Western North American Juniperus Communities addresses various aspects of the biology, ecology, and management of Juniperus woodlands and savannas, by synthesizing past, current, and proposed future research. The book will provide professionals with a solid background in Juniperus ecosystems, enabling them to manage the communities for maximum sustained productivity and diversity. Although the book focuses on Juniperus communities in North America, a discussion of other regions and larger research implications is included as well.

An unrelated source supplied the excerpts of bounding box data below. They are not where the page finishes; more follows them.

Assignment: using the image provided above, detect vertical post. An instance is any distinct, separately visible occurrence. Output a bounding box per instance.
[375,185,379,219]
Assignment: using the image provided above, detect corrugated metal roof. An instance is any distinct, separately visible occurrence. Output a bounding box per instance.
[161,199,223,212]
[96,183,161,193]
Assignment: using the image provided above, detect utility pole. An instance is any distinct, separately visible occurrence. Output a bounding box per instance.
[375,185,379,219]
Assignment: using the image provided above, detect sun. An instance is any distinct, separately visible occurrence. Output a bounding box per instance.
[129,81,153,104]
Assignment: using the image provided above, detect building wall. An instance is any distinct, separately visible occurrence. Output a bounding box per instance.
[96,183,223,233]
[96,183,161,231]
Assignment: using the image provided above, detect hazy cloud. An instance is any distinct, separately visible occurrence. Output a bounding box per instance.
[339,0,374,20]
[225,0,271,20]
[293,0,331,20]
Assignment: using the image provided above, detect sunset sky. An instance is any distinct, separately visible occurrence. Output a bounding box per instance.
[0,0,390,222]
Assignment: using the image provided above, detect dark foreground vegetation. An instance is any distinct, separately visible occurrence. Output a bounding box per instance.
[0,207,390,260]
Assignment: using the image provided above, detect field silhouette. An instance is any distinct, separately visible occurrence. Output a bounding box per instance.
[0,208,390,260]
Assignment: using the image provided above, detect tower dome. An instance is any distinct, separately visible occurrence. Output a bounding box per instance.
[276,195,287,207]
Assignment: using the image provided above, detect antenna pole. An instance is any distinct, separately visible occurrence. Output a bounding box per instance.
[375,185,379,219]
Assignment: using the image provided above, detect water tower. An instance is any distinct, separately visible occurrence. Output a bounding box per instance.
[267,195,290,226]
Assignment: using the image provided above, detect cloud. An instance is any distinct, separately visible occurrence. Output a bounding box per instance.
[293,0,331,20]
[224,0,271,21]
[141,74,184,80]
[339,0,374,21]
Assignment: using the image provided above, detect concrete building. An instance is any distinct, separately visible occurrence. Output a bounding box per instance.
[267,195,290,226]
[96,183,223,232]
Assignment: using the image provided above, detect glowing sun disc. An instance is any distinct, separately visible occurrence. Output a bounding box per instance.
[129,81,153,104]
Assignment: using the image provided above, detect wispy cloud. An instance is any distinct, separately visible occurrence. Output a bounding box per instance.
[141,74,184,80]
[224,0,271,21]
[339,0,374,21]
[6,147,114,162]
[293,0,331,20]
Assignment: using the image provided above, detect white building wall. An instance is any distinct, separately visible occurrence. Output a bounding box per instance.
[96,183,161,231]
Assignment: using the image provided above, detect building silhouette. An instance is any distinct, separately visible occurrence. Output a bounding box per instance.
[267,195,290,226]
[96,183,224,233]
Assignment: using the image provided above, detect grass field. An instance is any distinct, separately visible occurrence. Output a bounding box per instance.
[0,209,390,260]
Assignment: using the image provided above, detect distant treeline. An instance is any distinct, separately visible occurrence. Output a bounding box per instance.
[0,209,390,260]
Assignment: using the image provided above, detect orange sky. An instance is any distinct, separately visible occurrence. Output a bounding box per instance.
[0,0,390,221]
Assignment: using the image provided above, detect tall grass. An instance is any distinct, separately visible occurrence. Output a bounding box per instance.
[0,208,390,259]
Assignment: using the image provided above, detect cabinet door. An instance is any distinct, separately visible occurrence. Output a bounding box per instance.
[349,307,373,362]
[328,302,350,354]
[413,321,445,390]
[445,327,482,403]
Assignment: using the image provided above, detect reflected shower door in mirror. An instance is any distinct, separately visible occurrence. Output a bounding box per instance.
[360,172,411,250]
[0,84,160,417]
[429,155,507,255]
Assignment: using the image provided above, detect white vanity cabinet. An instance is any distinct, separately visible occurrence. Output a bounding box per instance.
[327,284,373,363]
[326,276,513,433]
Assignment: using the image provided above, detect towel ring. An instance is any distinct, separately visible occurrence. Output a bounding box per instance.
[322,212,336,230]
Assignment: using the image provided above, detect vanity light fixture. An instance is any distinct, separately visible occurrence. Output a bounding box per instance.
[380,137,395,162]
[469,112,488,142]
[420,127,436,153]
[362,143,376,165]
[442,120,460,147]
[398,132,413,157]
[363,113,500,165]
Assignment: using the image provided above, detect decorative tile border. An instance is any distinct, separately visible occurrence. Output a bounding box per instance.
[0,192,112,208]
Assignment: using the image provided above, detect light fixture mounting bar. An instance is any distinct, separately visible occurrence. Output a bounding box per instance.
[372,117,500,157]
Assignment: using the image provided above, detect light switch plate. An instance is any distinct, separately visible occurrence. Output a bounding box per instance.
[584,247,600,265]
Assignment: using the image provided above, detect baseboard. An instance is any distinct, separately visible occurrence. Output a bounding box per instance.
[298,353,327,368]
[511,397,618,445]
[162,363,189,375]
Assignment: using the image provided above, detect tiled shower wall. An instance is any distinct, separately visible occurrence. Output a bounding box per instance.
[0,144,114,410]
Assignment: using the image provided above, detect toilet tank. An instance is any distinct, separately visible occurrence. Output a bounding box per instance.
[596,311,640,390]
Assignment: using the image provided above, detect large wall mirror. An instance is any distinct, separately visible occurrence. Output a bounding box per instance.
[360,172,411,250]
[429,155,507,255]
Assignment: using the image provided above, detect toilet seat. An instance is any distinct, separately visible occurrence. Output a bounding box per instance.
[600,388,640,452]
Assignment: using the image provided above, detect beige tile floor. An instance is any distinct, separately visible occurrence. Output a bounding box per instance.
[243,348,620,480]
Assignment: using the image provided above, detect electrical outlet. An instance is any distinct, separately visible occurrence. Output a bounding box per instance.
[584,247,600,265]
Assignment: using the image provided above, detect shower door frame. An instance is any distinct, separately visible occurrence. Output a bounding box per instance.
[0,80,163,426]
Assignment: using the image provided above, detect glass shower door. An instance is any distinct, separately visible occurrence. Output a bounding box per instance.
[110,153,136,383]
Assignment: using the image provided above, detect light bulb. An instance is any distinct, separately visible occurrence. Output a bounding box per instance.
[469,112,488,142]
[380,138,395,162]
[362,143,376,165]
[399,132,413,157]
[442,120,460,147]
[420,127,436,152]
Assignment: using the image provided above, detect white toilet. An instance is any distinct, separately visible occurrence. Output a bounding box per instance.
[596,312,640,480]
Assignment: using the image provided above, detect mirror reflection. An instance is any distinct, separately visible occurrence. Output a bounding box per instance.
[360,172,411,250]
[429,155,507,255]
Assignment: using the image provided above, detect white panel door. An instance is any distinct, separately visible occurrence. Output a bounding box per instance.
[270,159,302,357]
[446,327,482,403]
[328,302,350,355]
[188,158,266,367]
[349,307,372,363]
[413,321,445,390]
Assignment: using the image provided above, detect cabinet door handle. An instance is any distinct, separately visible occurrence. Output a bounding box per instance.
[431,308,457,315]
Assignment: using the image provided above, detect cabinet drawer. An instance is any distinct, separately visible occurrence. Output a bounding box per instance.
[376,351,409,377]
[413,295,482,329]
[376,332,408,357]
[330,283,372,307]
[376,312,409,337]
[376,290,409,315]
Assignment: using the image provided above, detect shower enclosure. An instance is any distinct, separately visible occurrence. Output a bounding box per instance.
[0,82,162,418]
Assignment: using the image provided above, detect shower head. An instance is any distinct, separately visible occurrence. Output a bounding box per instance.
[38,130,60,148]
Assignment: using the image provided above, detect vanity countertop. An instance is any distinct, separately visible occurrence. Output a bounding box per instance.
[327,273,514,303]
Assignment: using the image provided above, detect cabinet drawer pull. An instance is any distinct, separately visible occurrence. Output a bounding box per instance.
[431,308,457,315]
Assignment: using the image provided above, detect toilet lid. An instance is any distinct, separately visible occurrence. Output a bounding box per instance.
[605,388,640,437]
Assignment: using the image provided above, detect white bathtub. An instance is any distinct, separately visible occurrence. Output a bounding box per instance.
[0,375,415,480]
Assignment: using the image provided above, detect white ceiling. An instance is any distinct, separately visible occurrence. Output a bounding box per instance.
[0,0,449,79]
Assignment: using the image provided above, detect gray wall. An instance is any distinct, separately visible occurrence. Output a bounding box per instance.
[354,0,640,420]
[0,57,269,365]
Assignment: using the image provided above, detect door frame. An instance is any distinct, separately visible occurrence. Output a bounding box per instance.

Introduction and overview of Juniperus woodlands.- Modern distribution of Juniperus communities.- The historical distribution and abundance of Juniperus in North America.- The distribution of Juniperus woodlands in relation to landform.- Structure of Juniperus woodlands.- Canopy/intercanopy patterns in woodlands: interrelationships between structure and function.- Comparison of the understory vegetation of Juniperus woodlands.- Ecological consequences of the displacement of native grassland by Juniperus.- Changes in nitrogen cycling dynamics following Juniperus encroachment into tallgrass prairie.- Influence of Juniperus plants on ecosystem processes in subtropical savannas.- Rainfall partitioning and water use within Juniperus canopies.- Juniperus seedling response to water stress and recovery.- Juniperus and the water cycle: a state of our knowledge.- The combined influence of grazing, fire and herbaceous productivity on Juniperus-grass interactions.- Ecological consequences of using prescribed fire and herbivory to manage Juniperus encroachment.- Biodiversity consequences of Juniperus expansion into Great Plains ecosystems.- Reversing the woodland steady state: vegetation responses during restoration of Juniperus-dominated grasslands with chaining and fire.- Conclusions: present understanding and future research needs and direction of study of Juniperus woodlands.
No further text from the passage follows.